The NLRB and Social Media, Again

Today, the National Labor Relations Board (NLRB) Acting General Counsel Lafe Solomon released his second report describing 14 social media cases, all fact-specific, that his office has reviewed. Half cover questions about employer social media policies. Five of those policies were found to be unlawfully broad, one was lawful, and one was found to be lawful after it was revised.

The remaining cases involved discharges of employees after they posted comments to Facebook. Most discharges were found to be unlawful because they flowed from unlawful policies. Only one case upheld the discharge, despite an unlawful policy, because the employee’s posting was not work-related.

The report underscores the two main points he made earlier:

  • Employer policies should be drafted so as not to prohibit protected activity such as the employees discussing wages or working conditions.
  • An employee’s comments on social media are generally not protected if they are mere gripes not made in relation to group activity among employees.

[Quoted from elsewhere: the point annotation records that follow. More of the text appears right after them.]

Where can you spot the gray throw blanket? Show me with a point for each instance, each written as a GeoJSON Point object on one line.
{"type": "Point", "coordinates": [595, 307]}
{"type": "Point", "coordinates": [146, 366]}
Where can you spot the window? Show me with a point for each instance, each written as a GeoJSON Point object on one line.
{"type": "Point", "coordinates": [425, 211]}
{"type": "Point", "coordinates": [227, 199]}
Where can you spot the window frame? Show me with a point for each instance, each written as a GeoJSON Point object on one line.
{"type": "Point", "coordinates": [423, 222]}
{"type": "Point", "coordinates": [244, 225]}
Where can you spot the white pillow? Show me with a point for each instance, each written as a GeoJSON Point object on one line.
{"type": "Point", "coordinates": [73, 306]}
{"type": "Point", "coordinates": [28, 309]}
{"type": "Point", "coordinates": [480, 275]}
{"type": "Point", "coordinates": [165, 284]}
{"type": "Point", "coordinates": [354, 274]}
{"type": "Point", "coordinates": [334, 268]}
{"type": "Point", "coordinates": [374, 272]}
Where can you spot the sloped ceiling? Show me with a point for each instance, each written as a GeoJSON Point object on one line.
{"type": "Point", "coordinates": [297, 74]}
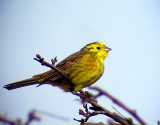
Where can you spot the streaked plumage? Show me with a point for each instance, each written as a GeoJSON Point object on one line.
{"type": "Point", "coordinates": [83, 68]}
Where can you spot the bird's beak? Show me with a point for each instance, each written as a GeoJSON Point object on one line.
{"type": "Point", "coordinates": [108, 49]}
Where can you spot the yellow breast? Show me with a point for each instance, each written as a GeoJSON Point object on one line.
{"type": "Point", "coordinates": [85, 71]}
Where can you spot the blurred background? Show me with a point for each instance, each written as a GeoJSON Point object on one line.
{"type": "Point", "coordinates": [61, 27]}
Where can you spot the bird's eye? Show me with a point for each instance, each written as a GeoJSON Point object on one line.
{"type": "Point", "coordinates": [98, 48]}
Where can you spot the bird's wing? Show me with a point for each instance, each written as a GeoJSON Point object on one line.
{"type": "Point", "coordinates": [66, 63]}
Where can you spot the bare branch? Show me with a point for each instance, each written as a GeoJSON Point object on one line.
{"type": "Point", "coordinates": [119, 103]}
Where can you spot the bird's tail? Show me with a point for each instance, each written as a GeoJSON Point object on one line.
{"type": "Point", "coordinates": [23, 83]}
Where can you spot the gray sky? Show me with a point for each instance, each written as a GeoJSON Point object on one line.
{"type": "Point", "coordinates": [61, 27]}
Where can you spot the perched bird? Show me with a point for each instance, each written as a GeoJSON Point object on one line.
{"type": "Point", "coordinates": [82, 68]}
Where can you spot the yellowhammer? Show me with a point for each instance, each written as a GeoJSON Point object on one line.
{"type": "Point", "coordinates": [82, 68]}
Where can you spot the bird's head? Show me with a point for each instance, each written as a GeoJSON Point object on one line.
{"type": "Point", "coordinates": [97, 48]}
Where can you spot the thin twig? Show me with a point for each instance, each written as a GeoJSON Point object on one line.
{"type": "Point", "coordinates": [119, 103]}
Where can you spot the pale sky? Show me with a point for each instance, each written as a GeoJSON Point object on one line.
{"type": "Point", "coordinates": [61, 27]}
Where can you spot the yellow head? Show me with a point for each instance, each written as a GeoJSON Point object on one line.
{"type": "Point", "coordinates": [98, 49]}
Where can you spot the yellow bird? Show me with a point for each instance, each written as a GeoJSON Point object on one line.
{"type": "Point", "coordinates": [82, 68]}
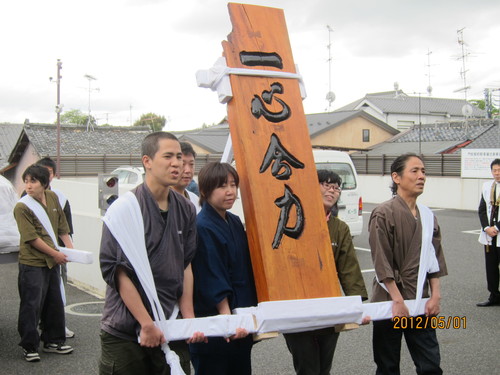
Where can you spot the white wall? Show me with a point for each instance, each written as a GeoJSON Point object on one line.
{"type": "Point", "coordinates": [87, 225]}
{"type": "Point", "coordinates": [443, 192]}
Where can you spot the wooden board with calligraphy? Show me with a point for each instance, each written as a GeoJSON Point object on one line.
{"type": "Point", "coordinates": [290, 247]}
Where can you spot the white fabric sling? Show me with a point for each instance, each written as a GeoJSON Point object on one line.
{"type": "Point", "coordinates": [62, 198]}
{"type": "Point", "coordinates": [428, 261]}
{"type": "Point", "coordinates": [124, 221]}
{"type": "Point", "coordinates": [428, 264]}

Solomon also has asked regional offices to send cases they believe to be meritorious to NLRB headquarters Washington D.C to allow for tracking and consistency.  About 75 cases have been forwarded to the office to date. Clearly, controlling how to interpret the law regarding postings on social media, a form of communication that did not exist when the National Labor Relations Act was written in 1935, is worth following.

The report shows only how Solomon’s office has reacted to employers’ policies and their treatment of employees who create social media postings.  The Board has yet to weigh in on this issue, although there are three cases awaiting decision.